Includes: Candidiasis, ectodermal dysplasia
Peripheral tolerance
When self-tolerance/ tolerance to harmless foreign antigens is induced and maintained outside the thymus.
- i.e lactose, insulin, antigens expressed at puberty.
Mechanisms:
- Ignorance
- Clonal anergy
- Clonal exhaustion
- Supression
Clonal ignorance
When self-reactive lymphocytes fail to recognise or respond to self-antigens in the periphery.
Certain antigens are anatomically sequestrated, so T cells never encounter them.
Anatomically sequestrated antigens
Antigens in immune-privilege sites
- Never encounter the immune system, so leads to clinical ignorance in T cells.
Sites include:
- eyes, testis, uterus, placenta.
Sympathetic opthalmia
Condition caused by disruption in clonal ingnorance.
Trauma to one eye can release intraocular protein antigens into lymph.
- This activates T cells in lymph node leading to attacks on self-antigens in both eyes.
Can cause blindness.
Clonal anergy
T cells encounter antigens but do not undergo co-stimulation (CD40L/ CD28) or its signalling is inhibited by CTLA-4.
CTLA-4
Receptor on T cells that bind to CD80/86/ B7 on B cells to block downstream signalling
- Induces anergy of T cells
- Limits immune response to tumours
Antibodies that block CTLA-4= tumour regression
Clonal exhaustion
Elimination of T cells specific for abundant peripheral antigens
- Due to persistent stimulation of antigens (as seen with chronic infections)
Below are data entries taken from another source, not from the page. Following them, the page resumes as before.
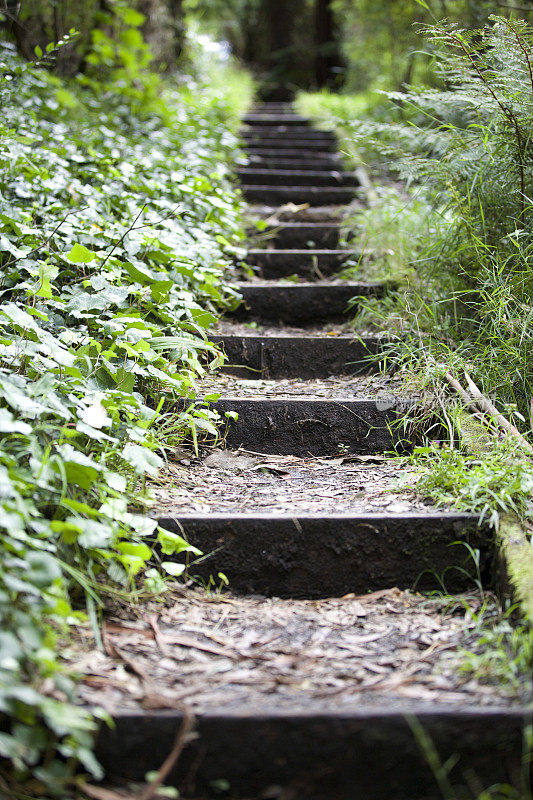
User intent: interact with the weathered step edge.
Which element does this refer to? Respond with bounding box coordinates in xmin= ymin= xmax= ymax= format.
xmin=96 ymin=703 xmax=530 ymax=800
xmin=184 ymin=397 xmax=413 ymax=458
xmin=235 ymin=167 xmax=359 ymax=187
xmin=246 ymin=248 xmax=360 ymax=278
xmin=211 ymin=333 xmax=382 ymax=379
xmin=241 ymin=185 xmax=355 ymax=206
xmin=250 ymin=222 xmax=342 ymax=250
xmin=159 ymin=509 xmax=494 ymax=599
xmin=232 ymin=282 xmax=386 ymax=325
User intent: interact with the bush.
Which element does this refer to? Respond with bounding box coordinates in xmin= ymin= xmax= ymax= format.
xmin=0 ymin=20 xmax=250 ymax=798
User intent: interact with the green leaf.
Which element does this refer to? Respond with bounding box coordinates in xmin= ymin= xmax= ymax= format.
xmin=122 ymin=443 xmax=164 ymax=478
xmin=67 ymin=244 xmax=96 ymax=264
xmin=161 ymin=561 xmax=186 ymax=578
xmin=157 ymin=528 xmax=202 ymax=556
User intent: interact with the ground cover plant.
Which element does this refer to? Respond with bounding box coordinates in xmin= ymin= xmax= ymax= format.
xmin=298 ymin=17 xmax=533 ymax=752
xmin=300 ymin=17 xmax=533 ymax=516
xmin=0 ymin=9 xmax=251 ymax=800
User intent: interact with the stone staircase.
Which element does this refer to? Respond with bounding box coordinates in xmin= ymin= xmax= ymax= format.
xmin=92 ymin=104 xmax=527 ymax=800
Apoptosis is stimulated by expression of inhibitory receptors of T cells
- CTLA-4
- PD-1
Suppression
Treg cells suppress the activation of effector responses
-Regulates homeostasis and tolerance to self-antigens.
Therapeutic potential
Exploitation of Treg cells in promoting tolerance
- Can be used to promote self-tolerance in autoimmune disease
Can induce tolerance to non-self antigens in : transplantation, Graft vs host disease and allergy.
Can Induce Tumour immunity in cancer patients
IPEX
X-linked syndrome causing a deficiency of Treg cells
Leads to Systemic autoimmunity in 1st year of life
Regulating responses of specific lymphocytes to antigens.
The same antigen can be immunogenic or tolerogneic, depending on its interaction with lymphocytes.
Factors that influence this:
- How antigen is presented
- How the responses of specific lymphocytes to the antigens are regulated.
- Molecular weight of antigen
- Dosage of antigen
- Routes of administration
Molecular weight of antigen and immunological response.
Smaller, soluble, not-aggregated molecules–> favors tolerance.
Large, aggregated, complex molecules–> favors immunogenicity
Dosage of antigen and immunological response.
Very small or large doses–> favors tolerance.
Intermediate doses–> favors immunogenicity
Routes of administration and immunological response.
Following routes can activate T cells to secrete TGF–> stimulate Tree cells - Oral (Treg cells most important in inducing oral tolerance)
- Intratracheal
- Orbital exposure
GALT
Gut-associated lymphoid tissue (i.e Peyer’s patch)
Interactions of food proteins with GALT= essential for oral tolerance.